"Give a man a fish and you feed him for a day. Teach a man to fish and you feed him for a lifetime."
— Chinese Proverb
There are two kinds of people in the world, facilitators and enablers.
The verbs facilitate and enable are synonyms, both generally meaning to make it easier for someone to do something. The noun forms, however, have taken on opposite connotations. A facilitator is a someone who helps a person or organization find a solution to a problem, while an enabler has come to mean a person who makes it possible for someone to continue with bad or destructive behavior.
A good boss knows how to be a facilitator — to help employees learn, grow and move forward. Most of us have experienced supervisors who are more concerned with their own success than that of their subordinates, a short-sighted vision at best. Effective leaders learn to delegate, support and encourage all team members.
I'm good at the supporting and encouraging part of this equation, but I think I fail as a delegator. I don't know if it's a lack of trust or my own control issues that get in the way of delegating, but I have never really learned to let go.
Good teachers also know the difference between facilitating and enabling. A teacher can talk and talk and talk, but most students need, in one way or another, to figure things out themselves. In this NY Times post, students were asked who were their best teachers and why. Over and over, responses included teachers who had high expectations and who encouraged independent thinking and learning.
But perhaps the arena where the difference between facilitation and enabling is seen most clearly is parenting. If you are a parent, you know that it is usually easier to do something yourself than to let your children to do it. Just think back to the last time your young child "helped" you fold the laundry or cook dinner or shovel the walk. If you're like me, your fingers itched and you had to swallow your offer of: "Here, let me do it." But that kind of restraint is essential for effective parenting, because we all know children who have been "over-enabled"; they're called brats.
Each child has different expectations of what constitutes parental help. My daughter has always been an "I'll-do-it-myself" kind of kid. I can't count the hours wasted when I butted in trying to help her, only to have her rip off her tights (for example) and begin again. "I do it myself" was practically her theme song. Despite sticking my nose in many times where it didn't belong, her innate independence has turned her into a highly motivated, successful young adult. She can be snappish, but she gets things done, and I think the art of delegation is going to take her a long time to master.

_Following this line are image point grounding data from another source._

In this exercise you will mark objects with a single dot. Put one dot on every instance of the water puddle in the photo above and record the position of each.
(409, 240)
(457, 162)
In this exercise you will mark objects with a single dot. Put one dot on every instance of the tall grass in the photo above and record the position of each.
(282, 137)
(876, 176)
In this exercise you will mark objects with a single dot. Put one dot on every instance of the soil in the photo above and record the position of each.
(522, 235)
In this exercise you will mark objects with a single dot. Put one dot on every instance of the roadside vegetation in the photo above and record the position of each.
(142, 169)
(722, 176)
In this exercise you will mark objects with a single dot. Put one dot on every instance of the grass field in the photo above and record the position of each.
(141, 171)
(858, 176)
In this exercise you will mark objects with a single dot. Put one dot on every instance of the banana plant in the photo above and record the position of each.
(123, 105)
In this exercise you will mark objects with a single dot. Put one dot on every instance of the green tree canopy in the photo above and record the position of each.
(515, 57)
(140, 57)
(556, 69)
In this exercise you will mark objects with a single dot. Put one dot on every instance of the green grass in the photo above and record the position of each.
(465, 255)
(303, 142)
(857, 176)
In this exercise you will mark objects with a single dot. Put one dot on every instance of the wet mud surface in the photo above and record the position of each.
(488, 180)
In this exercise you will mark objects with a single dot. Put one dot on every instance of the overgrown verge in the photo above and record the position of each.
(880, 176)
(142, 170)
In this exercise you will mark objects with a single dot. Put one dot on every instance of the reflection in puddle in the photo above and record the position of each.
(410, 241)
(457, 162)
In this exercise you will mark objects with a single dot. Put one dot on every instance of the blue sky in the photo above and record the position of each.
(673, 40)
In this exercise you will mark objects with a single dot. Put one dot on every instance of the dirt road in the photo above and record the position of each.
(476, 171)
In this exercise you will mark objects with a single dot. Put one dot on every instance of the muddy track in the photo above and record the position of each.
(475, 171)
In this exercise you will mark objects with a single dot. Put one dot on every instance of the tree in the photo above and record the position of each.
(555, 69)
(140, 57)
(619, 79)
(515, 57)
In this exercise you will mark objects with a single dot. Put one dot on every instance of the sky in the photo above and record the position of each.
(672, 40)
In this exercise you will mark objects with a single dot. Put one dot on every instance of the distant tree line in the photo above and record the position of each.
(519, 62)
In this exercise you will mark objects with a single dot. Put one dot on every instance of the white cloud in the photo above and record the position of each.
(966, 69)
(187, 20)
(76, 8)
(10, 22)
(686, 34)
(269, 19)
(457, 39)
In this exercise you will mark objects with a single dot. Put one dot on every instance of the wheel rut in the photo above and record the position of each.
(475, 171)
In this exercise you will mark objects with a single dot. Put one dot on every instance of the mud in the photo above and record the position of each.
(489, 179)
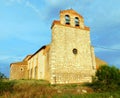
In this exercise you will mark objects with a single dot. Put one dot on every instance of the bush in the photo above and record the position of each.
(107, 78)
(6, 86)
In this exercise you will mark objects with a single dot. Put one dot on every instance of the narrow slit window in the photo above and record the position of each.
(67, 19)
(76, 21)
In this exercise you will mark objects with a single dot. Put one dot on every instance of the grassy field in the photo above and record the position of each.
(43, 89)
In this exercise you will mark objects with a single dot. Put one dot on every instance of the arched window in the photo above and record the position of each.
(67, 19)
(76, 21)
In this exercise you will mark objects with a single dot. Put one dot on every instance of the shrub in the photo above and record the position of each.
(107, 78)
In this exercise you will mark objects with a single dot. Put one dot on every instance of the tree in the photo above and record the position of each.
(2, 76)
(107, 78)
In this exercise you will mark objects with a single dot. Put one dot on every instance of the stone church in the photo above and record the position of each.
(69, 58)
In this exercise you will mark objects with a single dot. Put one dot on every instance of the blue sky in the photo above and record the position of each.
(25, 27)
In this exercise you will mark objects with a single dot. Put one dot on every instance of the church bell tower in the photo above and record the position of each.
(71, 56)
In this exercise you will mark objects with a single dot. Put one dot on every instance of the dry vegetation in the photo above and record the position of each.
(43, 89)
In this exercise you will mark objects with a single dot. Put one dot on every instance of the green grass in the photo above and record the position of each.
(43, 89)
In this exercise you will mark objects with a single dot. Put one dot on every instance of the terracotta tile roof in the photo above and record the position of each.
(19, 63)
(71, 11)
(58, 23)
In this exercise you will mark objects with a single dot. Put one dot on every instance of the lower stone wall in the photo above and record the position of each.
(18, 72)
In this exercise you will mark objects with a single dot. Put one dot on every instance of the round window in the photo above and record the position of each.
(75, 51)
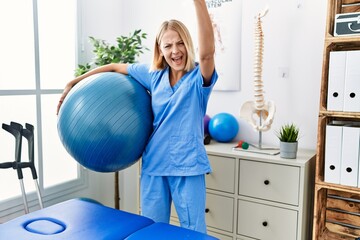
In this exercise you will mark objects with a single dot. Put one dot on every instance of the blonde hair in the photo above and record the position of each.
(159, 62)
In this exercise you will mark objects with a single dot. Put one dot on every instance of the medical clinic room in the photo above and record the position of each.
(180, 120)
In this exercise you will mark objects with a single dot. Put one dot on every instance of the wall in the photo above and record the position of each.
(294, 37)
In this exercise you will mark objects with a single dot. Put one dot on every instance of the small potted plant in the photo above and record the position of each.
(288, 136)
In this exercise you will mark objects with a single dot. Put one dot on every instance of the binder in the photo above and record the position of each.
(333, 149)
(350, 156)
(352, 82)
(336, 81)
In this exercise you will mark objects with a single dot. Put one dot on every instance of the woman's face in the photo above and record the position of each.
(172, 48)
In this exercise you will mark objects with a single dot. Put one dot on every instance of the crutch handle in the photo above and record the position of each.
(6, 165)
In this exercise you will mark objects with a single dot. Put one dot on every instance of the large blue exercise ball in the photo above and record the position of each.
(223, 127)
(105, 121)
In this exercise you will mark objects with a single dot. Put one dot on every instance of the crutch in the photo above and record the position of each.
(28, 133)
(17, 131)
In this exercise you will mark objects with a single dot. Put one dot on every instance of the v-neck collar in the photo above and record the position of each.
(177, 84)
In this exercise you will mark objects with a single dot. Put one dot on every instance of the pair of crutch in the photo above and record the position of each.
(19, 132)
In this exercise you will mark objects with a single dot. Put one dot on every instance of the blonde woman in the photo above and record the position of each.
(174, 162)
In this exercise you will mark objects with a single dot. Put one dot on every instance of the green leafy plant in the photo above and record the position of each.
(125, 51)
(288, 133)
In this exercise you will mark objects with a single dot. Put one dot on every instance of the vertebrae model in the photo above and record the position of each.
(263, 111)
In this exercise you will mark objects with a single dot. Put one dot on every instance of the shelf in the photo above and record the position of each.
(336, 207)
(337, 187)
(347, 115)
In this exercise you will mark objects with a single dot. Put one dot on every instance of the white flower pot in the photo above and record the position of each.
(288, 149)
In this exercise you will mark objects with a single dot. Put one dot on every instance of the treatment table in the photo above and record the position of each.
(79, 219)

Her twin brother, on the other hand, has always welcomed any and all help. These babies were born at 24 weeks, and the boy's size and development lagged far behind his sister's for many years. There were things he could do and things he couldn't, but he was, and is an easy-going, lovely human being, graciously accepting any favor, large or small. I have never once heard him say "Let me do it myself."
When the twins were four, I learned about something called "assumed disability", which often goes hand in hand with an actual disability. With assumed disability, we assume that because someone cannot do one thing, they cannot do something else. From the beginning, my son had two loving, willing females to take care of him, and it took me a long time to figure out we weren't doing him any favors. One day, I heard myself ask the girl to go get her shoes and put them on; then I asked her to get his shoes so I could help him put them on. The bell finally rung and that poor boy's life has never been the same.

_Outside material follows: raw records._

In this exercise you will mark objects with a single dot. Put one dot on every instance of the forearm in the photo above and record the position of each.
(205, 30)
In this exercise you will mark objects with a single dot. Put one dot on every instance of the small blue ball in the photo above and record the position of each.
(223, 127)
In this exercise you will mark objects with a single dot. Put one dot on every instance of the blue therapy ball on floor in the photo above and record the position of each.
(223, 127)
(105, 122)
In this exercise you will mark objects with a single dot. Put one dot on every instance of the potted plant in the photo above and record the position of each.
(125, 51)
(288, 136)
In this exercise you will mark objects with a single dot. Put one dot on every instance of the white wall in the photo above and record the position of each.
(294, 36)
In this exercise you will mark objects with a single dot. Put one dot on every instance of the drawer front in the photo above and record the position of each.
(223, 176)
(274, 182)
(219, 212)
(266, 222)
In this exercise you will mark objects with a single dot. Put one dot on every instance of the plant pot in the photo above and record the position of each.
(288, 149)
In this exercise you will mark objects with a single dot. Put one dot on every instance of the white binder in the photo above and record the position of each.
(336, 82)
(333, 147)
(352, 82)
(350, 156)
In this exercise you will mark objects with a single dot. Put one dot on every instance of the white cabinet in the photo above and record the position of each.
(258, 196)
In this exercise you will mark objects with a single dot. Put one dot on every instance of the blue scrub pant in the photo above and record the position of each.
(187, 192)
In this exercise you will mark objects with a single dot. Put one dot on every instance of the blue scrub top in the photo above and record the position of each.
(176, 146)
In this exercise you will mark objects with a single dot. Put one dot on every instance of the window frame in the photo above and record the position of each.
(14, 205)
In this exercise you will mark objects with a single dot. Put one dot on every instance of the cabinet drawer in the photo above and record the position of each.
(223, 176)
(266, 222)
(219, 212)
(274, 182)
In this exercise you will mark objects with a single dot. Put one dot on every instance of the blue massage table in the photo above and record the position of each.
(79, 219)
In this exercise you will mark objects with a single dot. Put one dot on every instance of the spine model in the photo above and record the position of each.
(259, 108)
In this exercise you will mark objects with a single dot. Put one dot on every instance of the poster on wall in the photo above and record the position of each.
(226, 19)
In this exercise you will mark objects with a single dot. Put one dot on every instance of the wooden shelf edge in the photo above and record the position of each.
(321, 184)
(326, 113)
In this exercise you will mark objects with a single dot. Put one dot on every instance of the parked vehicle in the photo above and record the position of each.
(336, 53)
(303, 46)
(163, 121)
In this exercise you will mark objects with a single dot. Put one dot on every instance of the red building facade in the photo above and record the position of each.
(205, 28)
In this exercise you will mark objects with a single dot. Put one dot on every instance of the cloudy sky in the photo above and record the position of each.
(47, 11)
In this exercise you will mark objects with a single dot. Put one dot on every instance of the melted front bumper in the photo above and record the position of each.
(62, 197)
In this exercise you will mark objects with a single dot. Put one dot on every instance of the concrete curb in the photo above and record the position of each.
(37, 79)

But the line between facilitating and enabling a child (especially one with disabilities) is a tricky one, serpentining across the sands of childhood, moving and changing while you're not looking. What is facilitating one day is enabling the next, and staying on top of that moving line takes constant vigilance.
I wish I had been better. I wish I had devoted more time, been stricter and demanded more. I wish I had worried less about his happiness and more about his independence. (Notice that I say this with perfect 20-20 hindsight.) Now the line between facilitating and enabling is a dotted one, and I'm not at all sure how to help him make the right connections. I feel lost, hamstrung by his age, the law and my own expectations.

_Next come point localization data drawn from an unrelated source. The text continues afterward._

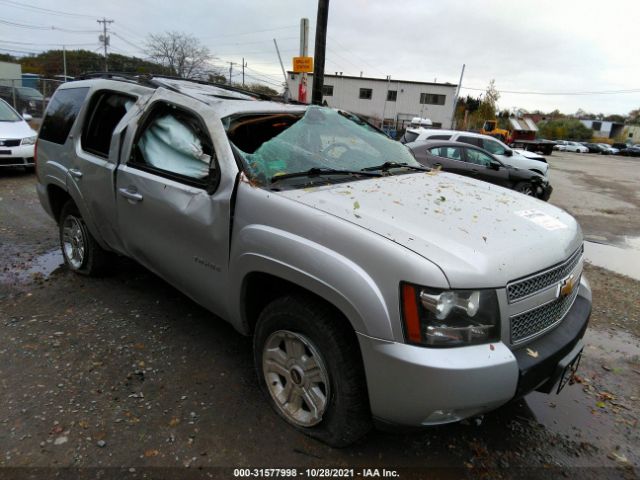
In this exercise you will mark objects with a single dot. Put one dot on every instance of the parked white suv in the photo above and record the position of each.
(572, 147)
(494, 146)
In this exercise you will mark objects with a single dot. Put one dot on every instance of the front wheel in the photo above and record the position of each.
(309, 365)
(81, 252)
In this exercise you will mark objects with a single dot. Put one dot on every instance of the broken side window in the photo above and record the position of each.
(106, 111)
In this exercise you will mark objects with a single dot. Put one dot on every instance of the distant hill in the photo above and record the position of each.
(50, 63)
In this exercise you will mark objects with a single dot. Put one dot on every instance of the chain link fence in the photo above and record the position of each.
(29, 96)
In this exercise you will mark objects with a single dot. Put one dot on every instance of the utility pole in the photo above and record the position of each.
(64, 62)
(304, 52)
(286, 81)
(231, 64)
(243, 65)
(104, 38)
(455, 100)
(319, 51)
(386, 96)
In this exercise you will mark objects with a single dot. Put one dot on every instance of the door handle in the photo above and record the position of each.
(129, 195)
(75, 173)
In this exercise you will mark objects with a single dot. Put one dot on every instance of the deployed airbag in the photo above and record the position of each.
(171, 145)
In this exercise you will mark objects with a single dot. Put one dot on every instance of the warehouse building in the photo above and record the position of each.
(398, 101)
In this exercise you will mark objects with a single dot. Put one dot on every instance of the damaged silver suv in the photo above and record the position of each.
(376, 290)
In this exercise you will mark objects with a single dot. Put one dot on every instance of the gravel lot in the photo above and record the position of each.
(125, 371)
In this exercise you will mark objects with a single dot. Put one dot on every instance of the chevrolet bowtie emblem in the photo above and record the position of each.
(566, 286)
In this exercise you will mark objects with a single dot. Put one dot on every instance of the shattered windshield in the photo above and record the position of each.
(316, 139)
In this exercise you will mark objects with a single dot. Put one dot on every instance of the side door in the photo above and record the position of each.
(484, 167)
(92, 168)
(173, 200)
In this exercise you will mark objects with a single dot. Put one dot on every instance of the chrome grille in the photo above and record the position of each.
(533, 322)
(528, 286)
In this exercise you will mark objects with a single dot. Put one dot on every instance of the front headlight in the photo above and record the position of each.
(449, 318)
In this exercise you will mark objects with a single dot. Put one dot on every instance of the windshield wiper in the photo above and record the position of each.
(386, 166)
(316, 172)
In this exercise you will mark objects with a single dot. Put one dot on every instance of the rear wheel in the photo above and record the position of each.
(526, 188)
(309, 365)
(81, 252)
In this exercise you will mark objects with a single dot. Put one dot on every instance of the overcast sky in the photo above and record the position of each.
(559, 46)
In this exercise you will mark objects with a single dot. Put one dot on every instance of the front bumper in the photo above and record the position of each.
(414, 386)
(16, 156)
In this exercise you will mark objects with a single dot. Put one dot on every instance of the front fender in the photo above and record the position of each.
(314, 267)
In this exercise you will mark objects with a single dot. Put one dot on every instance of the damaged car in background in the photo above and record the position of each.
(375, 290)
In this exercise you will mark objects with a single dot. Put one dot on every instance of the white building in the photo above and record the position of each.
(398, 100)
(603, 128)
(10, 74)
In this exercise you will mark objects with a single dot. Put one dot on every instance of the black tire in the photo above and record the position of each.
(526, 188)
(95, 260)
(346, 417)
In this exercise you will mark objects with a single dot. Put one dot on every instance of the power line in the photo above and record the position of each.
(131, 44)
(236, 44)
(48, 44)
(251, 32)
(44, 10)
(18, 51)
(520, 92)
(43, 27)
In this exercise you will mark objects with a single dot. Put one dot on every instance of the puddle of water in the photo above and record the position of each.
(573, 412)
(42, 266)
(611, 344)
(625, 261)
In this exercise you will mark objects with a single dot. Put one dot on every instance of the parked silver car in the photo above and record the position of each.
(374, 289)
(516, 158)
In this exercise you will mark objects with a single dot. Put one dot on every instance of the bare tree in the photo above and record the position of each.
(180, 52)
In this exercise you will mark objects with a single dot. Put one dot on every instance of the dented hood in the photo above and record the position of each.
(479, 234)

Don't get me wrong. I've taught him many of the skills necessary for independent living: he does his own laundry, is a pretty decent cook and can get around on public transportation. But his ability to think things through from start to finish or to anticipate are impaired. Is it possible to teach common sense?
I know (hope, believe) that if he could find his passion, the independence would follow. But can you facilitate passion? Can you even enable it? I don't think so. This is just one of those things he's going to have to do himself. And I'm going to have to learn to let him.